Member, Taraba State House of Assembly, Representing Kurmi Constituency
- Incumbent
- Assumed office 29 May 2023

Personal details
- Born: 10 January 1961 (age 65)
- Party: Peoples Democratic Party
- Alma mater: Ahmadu Bello University;
- Occupation: Politician;

= Tafarki Agbadu Eneme =

Nigerian politician (born 1961)

Tafarki Agbadu Eneme (born 10 January 1961) is a Nigerian politician and veterinarian. He is a member of the Peoples Democratic Party (PDP) and represents the Kurmi Constituency in the Taraba State House of Assembly. Eneme currently serves as the Chief Whip of the House and chairs the House Committee on Environment, Urban Development, and Forestry Potentials.

== Early life and education ==
Eneme was born into the Agbadu Wajigba Adamah Nkafwen royal family of Eneme village in Kurmi Local Government Area, Taraba State. He attended Local Education Authority (LEA) Primary School in Ndaforo, from 1969 to 1975. Eneme completed his secondary education at Ganye Secondary School between 1975 and 1980, obtaining his General Certificate of Education (GCE). He then attended the School of Basic Studies (SBS) at Ahmadu Bello University (ABU) in Zaria, from 1980 to 1981, where he earned an IJMB certificate.

Eneme graduated with a Doctor of Veterinary Medicine (DVM) degree from ABU in 1988. He pursued further education at the University of Maiduguri, obtaining a Master of Science (MS) degree in 2001. In 2011, he began studying for a PhD at the University of Nigeria in Nsukka, but discontinued due to his political appointments.

== Political career ==
Eneme began his political career when he was appointed Commissioner for Health in 2014 by the then Acting Governor of Taraba State, Alhaji Sani Abubakar. He served in this capacity until 2015, during which time he oversaw health sector reforms in the state.
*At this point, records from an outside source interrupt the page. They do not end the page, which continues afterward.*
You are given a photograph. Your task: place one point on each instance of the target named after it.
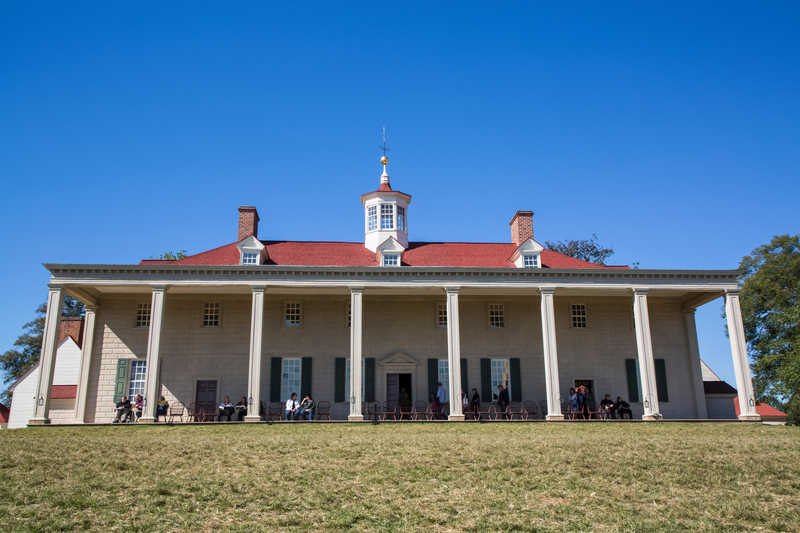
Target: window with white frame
(387, 216)
(138, 375)
(444, 376)
(291, 378)
(293, 314)
(143, 316)
(578, 315)
(441, 315)
(497, 318)
(500, 375)
(250, 258)
(347, 380)
(211, 315)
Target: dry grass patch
(395, 477)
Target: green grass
(395, 477)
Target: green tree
(16, 362)
(770, 301)
(586, 250)
(170, 256)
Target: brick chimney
(521, 227)
(71, 327)
(248, 222)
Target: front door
(206, 394)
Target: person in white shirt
(225, 410)
(292, 407)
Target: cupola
(385, 214)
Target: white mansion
(365, 322)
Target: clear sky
(129, 129)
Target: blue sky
(671, 130)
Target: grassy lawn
(393, 477)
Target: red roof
(765, 411)
(435, 254)
(63, 392)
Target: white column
(550, 355)
(86, 363)
(151, 385)
(454, 353)
(741, 363)
(356, 296)
(701, 411)
(47, 359)
(256, 336)
(647, 365)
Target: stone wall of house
(392, 324)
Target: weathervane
(384, 159)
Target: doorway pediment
(399, 359)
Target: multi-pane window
(500, 375)
(291, 378)
(387, 216)
(441, 315)
(138, 374)
(578, 316)
(211, 315)
(530, 261)
(292, 314)
(496, 316)
(347, 380)
(143, 316)
(444, 376)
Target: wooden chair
(324, 409)
(406, 410)
(176, 410)
(389, 409)
(530, 409)
(421, 409)
(275, 410)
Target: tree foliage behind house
(770, 300)
(17, 361)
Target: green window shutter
(340, 377)
(369, 379)
(276, 368)
(121, 385)
(433, 377)
(633, 383)
(486, 380)
(305, 376)
(516, 380)
(661, 381)
(464, 377)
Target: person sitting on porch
(476, 403)
(225, 410)
(502, 400)
(292, 406)
(123, 410)
(607, 406)
(161, 407)
(307, 408)
(241, 409)
(441, 397)
(623, 408)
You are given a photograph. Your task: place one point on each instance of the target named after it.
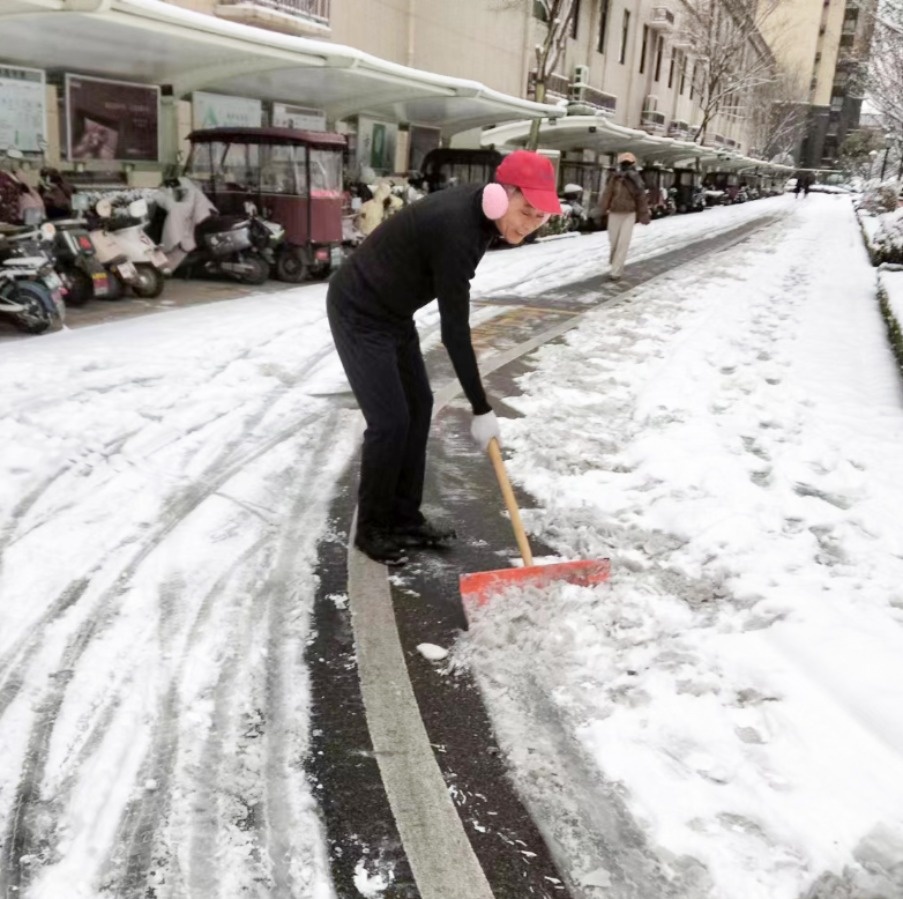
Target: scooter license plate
(127, 271)
(101, 284)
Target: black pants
(385, 369)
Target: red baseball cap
(534, 175)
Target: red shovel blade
(479, 587)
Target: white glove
(483, 428)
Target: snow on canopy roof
(150, 41)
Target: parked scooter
(573, 212)
(107, 250)
(31, 295)
(194, 236)
(126, 228)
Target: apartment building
(827, 42)
(632, 61)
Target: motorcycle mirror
(33, 216)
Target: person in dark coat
(429, 250)
(625, 203)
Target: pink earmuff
(495, 201)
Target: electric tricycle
(293, 178)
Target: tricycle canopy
(293, 177)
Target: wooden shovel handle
(495, 453)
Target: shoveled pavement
(425, 599)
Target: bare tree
(885, 82)
(557, 17)
(732, 59)
(859, 150)
(778, 115)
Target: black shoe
(381, 546)
(425, 534)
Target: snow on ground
(729, 436)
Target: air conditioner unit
(581, 75)
(579, 84)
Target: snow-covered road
(164, 483)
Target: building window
(625, 33)
(603, 25)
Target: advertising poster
(299, 117)
(22, 113)
(422, 140)
(376, 145)
(112, 120)
(221, 110)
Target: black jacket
(429, 250)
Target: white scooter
(127, 230)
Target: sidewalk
(178, 293)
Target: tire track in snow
(27, 647)
(27, 832)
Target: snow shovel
(479, 587)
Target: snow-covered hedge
(879, 198)
(890, 296)
(887, 240)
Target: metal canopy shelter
(598, 134)
(154, 42)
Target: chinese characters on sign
(22, 95)
(112, 120)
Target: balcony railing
(662, 19)
(600, 101)
(556, 86)
(652, 121)
(316, 11)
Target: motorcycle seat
(220, 223)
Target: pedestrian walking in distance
(429, 250)
(624, 202)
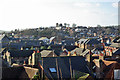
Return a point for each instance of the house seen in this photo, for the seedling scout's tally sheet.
(93, 43)
(79, 52)
(64, 67)
(106, 69)
(81, 43)
(19, 73)
(44, 39)
(20, 56)
(68, 41)
(48, 53)
(4, 41)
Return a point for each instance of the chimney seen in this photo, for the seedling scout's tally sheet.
(21, 48)
(110, 52)
(89, 59)
(24, 62)
(101, 56)
(99, 68)
(69, 54)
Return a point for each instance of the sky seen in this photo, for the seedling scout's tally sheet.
(22, 14)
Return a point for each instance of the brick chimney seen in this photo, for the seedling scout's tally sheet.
(101, 56)
(89, 59)
(110, 52)
(69, 54)
(99, 68)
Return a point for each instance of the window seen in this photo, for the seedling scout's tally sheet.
(117, 74)
(52, 69)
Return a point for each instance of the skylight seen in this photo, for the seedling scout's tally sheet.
(52, 69)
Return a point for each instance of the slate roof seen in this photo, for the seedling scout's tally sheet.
(18, 73)
(77, 50)
(93, 41)
(70, 47)
(81, 41)
(78, 63)
(117, 51)
(20, 53)
(115, 45)
(2, 36)
(43, 38)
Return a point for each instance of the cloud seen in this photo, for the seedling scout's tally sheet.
(115, 5)
(86, 4)
(82, 4)
(97, 4)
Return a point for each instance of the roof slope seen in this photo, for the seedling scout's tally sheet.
(78, 63)
(20, 53)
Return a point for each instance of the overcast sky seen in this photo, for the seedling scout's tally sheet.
(36, 13)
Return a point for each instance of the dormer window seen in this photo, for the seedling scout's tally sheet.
(53, 70)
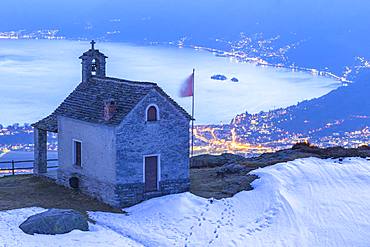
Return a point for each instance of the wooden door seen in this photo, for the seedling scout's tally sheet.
(151, 173)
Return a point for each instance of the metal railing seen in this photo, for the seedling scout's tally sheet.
(13, 170)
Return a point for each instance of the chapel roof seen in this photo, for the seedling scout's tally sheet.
(86, 102)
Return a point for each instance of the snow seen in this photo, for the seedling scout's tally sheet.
(306, 202)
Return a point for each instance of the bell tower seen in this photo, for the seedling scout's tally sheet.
(93, 63)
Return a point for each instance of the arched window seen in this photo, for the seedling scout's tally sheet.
(152, 113)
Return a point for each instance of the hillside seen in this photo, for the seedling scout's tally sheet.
(306, 202)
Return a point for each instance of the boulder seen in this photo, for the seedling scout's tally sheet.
(55, 221)
(230, 168)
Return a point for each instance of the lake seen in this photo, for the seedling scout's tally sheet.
(36, 75)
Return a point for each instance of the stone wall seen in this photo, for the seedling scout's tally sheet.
(168, 137)
(97, 173)
(103, 191)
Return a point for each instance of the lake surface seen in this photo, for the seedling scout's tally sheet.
(36, 75)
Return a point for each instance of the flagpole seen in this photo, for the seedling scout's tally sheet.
(192, 120)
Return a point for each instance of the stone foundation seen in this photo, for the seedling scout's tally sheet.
(121, 195)
(102, 191)
(131, 194)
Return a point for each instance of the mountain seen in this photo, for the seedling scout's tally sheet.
(340, 118)
(326, 35)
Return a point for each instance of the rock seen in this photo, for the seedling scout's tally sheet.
(230, 168)
(55, 221)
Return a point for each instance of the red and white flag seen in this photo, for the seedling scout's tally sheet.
(187, 87)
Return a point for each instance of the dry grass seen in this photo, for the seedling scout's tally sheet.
(28, 191)
(206, 182)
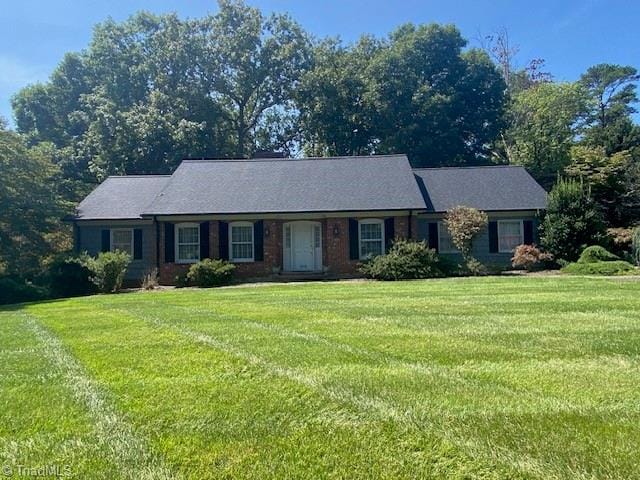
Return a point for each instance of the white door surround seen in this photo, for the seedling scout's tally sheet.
(302, 247)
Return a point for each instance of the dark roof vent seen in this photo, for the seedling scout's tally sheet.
(269, 154)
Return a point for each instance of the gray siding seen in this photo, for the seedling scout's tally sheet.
(481, 243)
(91, 242)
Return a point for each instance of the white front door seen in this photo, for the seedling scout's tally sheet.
(302, 247)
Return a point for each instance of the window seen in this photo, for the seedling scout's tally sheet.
(122, 239)
(241, 241)
(371, 234)
(445, 242)
(187, 242)
(509, 235)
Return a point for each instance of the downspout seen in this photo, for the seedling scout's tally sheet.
(155, 222)
(76, 237)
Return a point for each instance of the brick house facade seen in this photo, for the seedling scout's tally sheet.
(318, 217)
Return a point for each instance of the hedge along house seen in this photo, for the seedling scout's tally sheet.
(283, 218)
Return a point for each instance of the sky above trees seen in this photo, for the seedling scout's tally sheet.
(569, 35)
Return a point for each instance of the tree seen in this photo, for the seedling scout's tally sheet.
(572, 221)
(614, 181)
(253, 65)
(30, 217)
(464, 225)
(612, 93)
(153, 90)
(439, 105)
(543, 122)
(336, 114)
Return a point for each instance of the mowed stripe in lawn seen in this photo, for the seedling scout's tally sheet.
(114, 435)
(215, 413)
(52, 416)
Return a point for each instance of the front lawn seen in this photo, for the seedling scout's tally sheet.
(533, 377)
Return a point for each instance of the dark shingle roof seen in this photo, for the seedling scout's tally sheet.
(123, 197)
(485, 188)
(384, 182)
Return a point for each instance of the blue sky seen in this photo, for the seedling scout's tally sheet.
(570, 35)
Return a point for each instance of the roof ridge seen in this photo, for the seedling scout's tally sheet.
(267, 159)
(468, 167)
(139, 175)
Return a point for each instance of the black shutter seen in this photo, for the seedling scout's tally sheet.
(433, 236)
(528, 232)
(137, 244)
(389, 233)
(423, 230)
(169, 243)
(223, 240)
(204, 240)
(258, 241)
(106, 240)
(493, 237)
(354, 246)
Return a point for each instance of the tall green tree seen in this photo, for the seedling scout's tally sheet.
(572, 220)
(542, 128)
(253, 65)
(152, 90)
(612, 94)
(337, 116)
(438, 104)
(30, 217)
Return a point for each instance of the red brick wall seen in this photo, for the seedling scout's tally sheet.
(335, 249)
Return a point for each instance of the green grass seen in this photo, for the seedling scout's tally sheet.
(535, 377)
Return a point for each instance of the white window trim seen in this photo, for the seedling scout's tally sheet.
(253, 242)
(370, 221)
(177, 227)
(117, 230)
(442, 225)
(500, 222)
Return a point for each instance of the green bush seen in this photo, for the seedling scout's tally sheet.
(616, 267)
(108, 269)
(16, 291)
(71, 276)
(571, 222)
(635, 246)
(405, 260)
(529, 257)
(210, 273)
(596, 253)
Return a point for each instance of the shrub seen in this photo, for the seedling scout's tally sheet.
(616, 267)
(210, 273)
(16, 291)
(572, 221)
(529, 257)
(405, 260)
(70, 276)
(108, 269)
(620, 239)
(596, 253)
(464, 225)
(150, 279)
(635, 246)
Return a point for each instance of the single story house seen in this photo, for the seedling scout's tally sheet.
(276, 217)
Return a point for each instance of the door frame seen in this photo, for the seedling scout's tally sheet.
(287, 251)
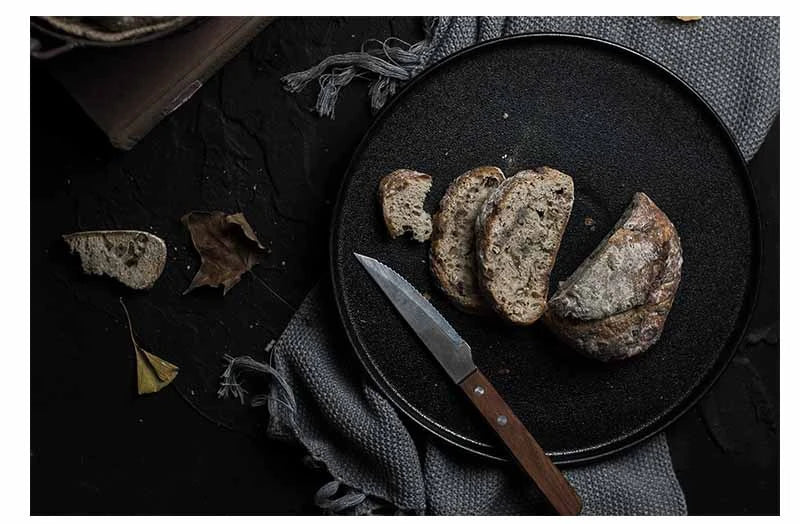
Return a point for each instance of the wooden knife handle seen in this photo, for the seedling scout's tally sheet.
(521, 444)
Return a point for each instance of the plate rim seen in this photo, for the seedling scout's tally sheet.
(580, 456)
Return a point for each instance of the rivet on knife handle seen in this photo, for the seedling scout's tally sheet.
(521, 444)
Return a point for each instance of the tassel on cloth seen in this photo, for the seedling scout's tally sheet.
(385, 64)
(231, 385)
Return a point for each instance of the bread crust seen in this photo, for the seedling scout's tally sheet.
(635, 303)
(486, 228)
(461, 288)
(396, 182)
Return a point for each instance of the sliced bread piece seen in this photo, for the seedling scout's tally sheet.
(402, 196)
(452, 251)
(517, 235)
(615, 304)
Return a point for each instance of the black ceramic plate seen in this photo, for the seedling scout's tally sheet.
(617, 123)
From 2015 to 2019, he served as Commissioner for Works and Transport, during which he supervised several infrastructure development projects. In 2019, Eneme successfully contested for the position of Member of the Taraba State House of Assembly, representing Kurmi Constituency. At the Assembly, he chaired the House Committee on Internally Generated Revenue and served as Vice Chairman of the Public Accounts Committee.

In 2023, Eneme was re-elected to the Taraba State House of Assembly. He was subsequently appointed Chief Whip and Chair of the House Committee on Environment, Urban Development, and Forestry Potentials.

== Personal life ==
Eneme is married and has four children. He is from Kurmi Local Government Area in Taraba State.